One missing? You're in experimental territory. Either the model lacks the patterns (knowledge gap) or you can't verify its outputs (feedback gap). Proceed carefully.
Neither? Don't wait for better models. The gap is architectural, not capability.
Building for the Alien
The manifesto describes the intelligence-native stack: purpose, business foundation, intelligence infrastructure, work transformation. But you can't build that stack without understanding the alien you're building for.
LLMs are not junior humans who'll get smarter. They're a fundamentally different kind of intelligence—System 1 at inhuman scale, without System 2 unless you provide it.
Design accordingly:
- Your processes become the reasoning. The model generates; your architecture verifies, selects, and iterates. The intelligence is in the loop, not the node.
- Your feedback loops become the learning. Models don't learn at inference time. Your system does—if you instrument it.
- Your judgment becomes the taste. Pattern-matching without intent means generation without evaluation. Humans provide the "is this actually what we want?" that models can't.
The companies winning with AI aren't waiting for models that think. They're building systems that think around models that don't.
The Shift
We're one year into the "reasoning era," and the reasoning isn't where we thought it was.

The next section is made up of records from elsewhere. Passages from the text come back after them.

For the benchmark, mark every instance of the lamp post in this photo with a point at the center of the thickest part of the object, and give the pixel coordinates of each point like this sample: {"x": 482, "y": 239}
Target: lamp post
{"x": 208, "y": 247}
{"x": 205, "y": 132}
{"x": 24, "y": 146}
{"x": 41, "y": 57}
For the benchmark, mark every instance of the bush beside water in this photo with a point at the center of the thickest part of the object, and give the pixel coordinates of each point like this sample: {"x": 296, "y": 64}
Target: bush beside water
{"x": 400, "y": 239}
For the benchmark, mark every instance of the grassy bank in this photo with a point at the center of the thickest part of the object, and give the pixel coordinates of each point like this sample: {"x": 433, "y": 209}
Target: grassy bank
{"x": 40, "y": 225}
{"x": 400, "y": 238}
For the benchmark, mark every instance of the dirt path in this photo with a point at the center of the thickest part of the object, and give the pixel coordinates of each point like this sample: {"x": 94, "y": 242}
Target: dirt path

The breakthrough isn't inside the model. It's in understanding what the model actually is—superhuman intuition, not deliberate thought—and architecting systems that provide what it lacks.
The near-term future doesn't belong to the smartest model. It belongs to the best system—the one that knows when to let the model use its muscle memory, and when to provide the search it cannot do itself.
That's the intelligence shift: not just better AI, but better architecture for the AI we have right now.